Bundespräsident Alexander Van der Bellen und der irische Präsident Michael D. Higgins haben mutmaßliche Kriegsverbrechen in der Ukraine verurteilt. "Solche Verbrechen können nicht einfach hingenommen werden, sie müssen so rasch wie möglich untersucht" werden; die Täter und Auftraggeber müssten zur Rechenschaft gezogen werden, sagte Alexander Van der Bellen nach einem Arbeitsgespräch mit Präsident Higgins heute, Mittwoch, in der Präsidentschaftskanzlei. "Es kann keine Straflosigkeit geben", sagte auch Michael D. Higgins.

"Wir werden uns daran nicht gewöhnen", sagte Bundespräsident Van der Bellen mit Blick auf den russischen Angriffskrieg in der Ukraine und die Flüchtlingsströme. Daher dürfe man auch "nicht klein beigeben", bis das Blutvergießen ein Ende habe. Bis dahin gelte es die Auswirkungen des Krieges zu mildern. Eine Friedenslösung für die Ukraine "kann nur auf völkerrechtlicher Grundlage fußen", betonte der Bundespräsident.

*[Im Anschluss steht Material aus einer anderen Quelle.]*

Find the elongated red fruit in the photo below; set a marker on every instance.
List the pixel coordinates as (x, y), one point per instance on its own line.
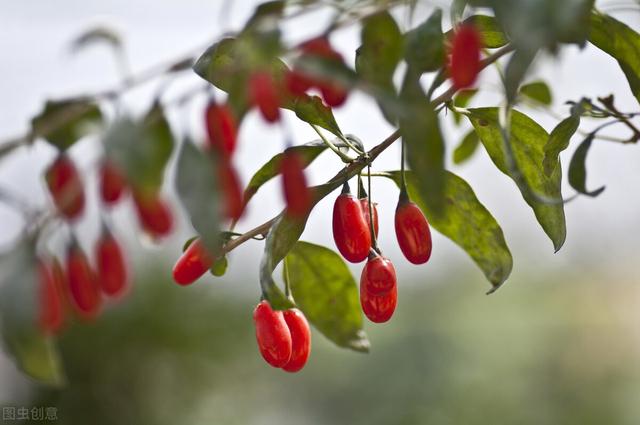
(264, 94)
(221, 128)
(51, 309)
(231, 188)
(294, 185)
(378, 275)
(112, 268)
(112, 183)
(65, 186)
(350, 228)
(82, 284)
(412, 231)
(273, 335)
(153, 213)
(300, 339)
(193, 263)
(378, 308)
(464, 64)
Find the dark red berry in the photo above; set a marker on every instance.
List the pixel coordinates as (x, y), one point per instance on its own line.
(300, 339)
(65, 186)
(412, 232)
(221, 128)
(464, 64)
(378, 275)
(193, 263)
(272, 334)
(350, 228)
(294, 185)
(82, 284)
(112, 268)
(264, 94)
(51, 308)
(378, 308)
(112, 183)
(153, 213)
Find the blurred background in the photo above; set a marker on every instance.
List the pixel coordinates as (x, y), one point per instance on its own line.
(558, 344)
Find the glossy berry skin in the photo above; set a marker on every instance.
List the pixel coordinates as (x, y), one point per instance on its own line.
(464, 64)
(350, 228)
(112, 268)
(222, 128)
(412, 232)
(294, 185)
(112, 183)
(378, 308)
(273, 335)
(300, 339)
(231, 188)
(82, 285)
(153, 213)
(193, 263)
(264, 94)
(378, 275)
(51, 315)
(65, 186)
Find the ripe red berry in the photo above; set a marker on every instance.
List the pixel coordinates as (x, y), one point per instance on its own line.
(378, 275)
(231, 188)
(193, 263)
(464, 65)
(294, 185)
(153, 213)
(300, 339)
(264, 94)
(412, 231)
(51, 315)
(112, 183)
(82, 284)
(112, 269)
(221, 128)
(350, 228)
(272, 334)
(65, 186)
(378, 308)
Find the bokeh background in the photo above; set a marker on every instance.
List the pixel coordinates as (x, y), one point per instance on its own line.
(558, 344)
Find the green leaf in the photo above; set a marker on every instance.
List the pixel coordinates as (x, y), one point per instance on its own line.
(379, 55)
(33, 352)
(196, 185)
(622, 43)
(538, 91)
(324, 289)
(141, 149)
(420, 131)
(527, 140)
(467, 223)
(578, 171)
(424, 45)
(466, 148)
(62, 123)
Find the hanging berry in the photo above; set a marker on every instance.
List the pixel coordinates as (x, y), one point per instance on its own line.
(350, 228)
(65, 186)
(464, 64)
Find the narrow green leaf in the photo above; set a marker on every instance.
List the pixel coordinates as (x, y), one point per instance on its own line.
(538, 91)
(62, 123)
(578, 170)
(324, 289)
(466, 148)
(620, 42)
(527, 141)
(33, 352)
(197, 189)
(467, 223)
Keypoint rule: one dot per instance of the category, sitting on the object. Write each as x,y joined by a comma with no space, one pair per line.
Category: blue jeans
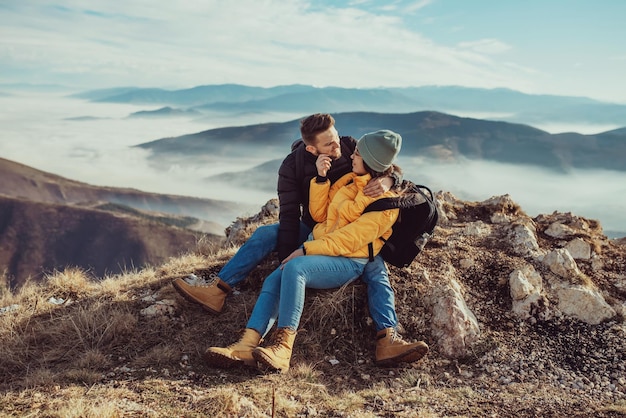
263,241
380,296
253,251
283,292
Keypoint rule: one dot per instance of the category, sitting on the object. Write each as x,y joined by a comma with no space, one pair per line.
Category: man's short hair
313,125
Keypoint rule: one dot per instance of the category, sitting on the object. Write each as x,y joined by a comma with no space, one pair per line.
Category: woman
335,254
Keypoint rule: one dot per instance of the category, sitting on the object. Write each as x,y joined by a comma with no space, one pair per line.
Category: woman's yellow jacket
341,229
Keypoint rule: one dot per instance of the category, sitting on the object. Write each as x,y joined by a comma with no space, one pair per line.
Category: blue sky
564,47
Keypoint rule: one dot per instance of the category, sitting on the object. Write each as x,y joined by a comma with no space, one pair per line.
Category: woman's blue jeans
283,292
263,241
260,244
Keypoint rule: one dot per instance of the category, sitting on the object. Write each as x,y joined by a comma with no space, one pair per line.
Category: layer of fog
96,149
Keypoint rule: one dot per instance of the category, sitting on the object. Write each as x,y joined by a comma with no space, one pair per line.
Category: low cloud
36,132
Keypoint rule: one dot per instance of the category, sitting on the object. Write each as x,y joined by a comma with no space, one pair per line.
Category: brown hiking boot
391,349
210,293
239,353
276,357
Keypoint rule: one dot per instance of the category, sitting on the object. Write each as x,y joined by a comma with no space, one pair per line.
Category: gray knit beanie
379,149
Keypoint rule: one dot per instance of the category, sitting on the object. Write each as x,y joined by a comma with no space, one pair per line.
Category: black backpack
414,226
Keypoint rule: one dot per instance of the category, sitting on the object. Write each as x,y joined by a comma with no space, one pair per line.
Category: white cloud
416,5
268,42
486,46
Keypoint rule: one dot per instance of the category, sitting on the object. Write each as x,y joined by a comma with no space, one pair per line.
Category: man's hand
323,164
296,253
377,186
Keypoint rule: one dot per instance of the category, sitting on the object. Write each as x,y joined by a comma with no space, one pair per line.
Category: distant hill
192,96
48,222
164,112
38,238
508,105
433,134
25,182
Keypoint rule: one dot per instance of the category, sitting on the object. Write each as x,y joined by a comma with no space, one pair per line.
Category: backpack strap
379,205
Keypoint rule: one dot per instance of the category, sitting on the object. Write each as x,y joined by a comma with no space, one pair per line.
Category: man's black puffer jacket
294,177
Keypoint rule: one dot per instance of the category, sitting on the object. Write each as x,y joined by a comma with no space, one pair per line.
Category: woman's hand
323,164
377,186
296,253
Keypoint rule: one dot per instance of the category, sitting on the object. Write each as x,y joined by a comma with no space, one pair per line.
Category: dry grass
96,355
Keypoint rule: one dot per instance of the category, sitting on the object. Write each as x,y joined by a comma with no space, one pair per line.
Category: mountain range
503,104
434,135
48,222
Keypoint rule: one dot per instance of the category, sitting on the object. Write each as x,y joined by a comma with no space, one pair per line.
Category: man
319,136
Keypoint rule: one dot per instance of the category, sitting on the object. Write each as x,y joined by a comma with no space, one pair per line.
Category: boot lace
194,280
396,338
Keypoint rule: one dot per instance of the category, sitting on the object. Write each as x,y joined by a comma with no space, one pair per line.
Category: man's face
327,143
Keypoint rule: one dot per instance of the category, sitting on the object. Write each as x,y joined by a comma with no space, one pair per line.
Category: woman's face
357,163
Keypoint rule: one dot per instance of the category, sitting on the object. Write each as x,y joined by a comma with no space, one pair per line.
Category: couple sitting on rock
322,240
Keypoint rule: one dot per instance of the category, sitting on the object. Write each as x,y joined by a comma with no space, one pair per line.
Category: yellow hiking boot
239,353
276,357
391,349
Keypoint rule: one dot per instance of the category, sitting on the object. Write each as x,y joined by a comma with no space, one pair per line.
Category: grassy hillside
130,346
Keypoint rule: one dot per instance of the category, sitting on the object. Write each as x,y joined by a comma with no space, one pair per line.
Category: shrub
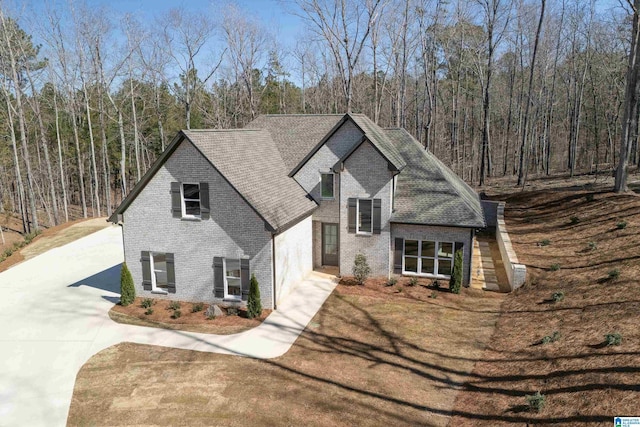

Präsident Higgins befürwortete Diplomatie, Multilateralismus und Abrüstung. Für den irischen Präsidenten muss das Töten von Zivilisten und die Zerstörungen in der Ukraine, "die alle internationalen Normen verletzt", aufhören. "Das ist jetzt das Wichtigste."
Irland ist wie Österreich EU-, aber kein NATO-Mitglied. Befragt zu Debatten in beiden Ländern, angesichts des Ukraine-Krieges die nationale Sicherheits- und Verteidigungspolitik neu auszurichten, sprach sich Präsident Higgins für eine Debatte in Irland über die Ausgestaltung der irischen Neutralität aus.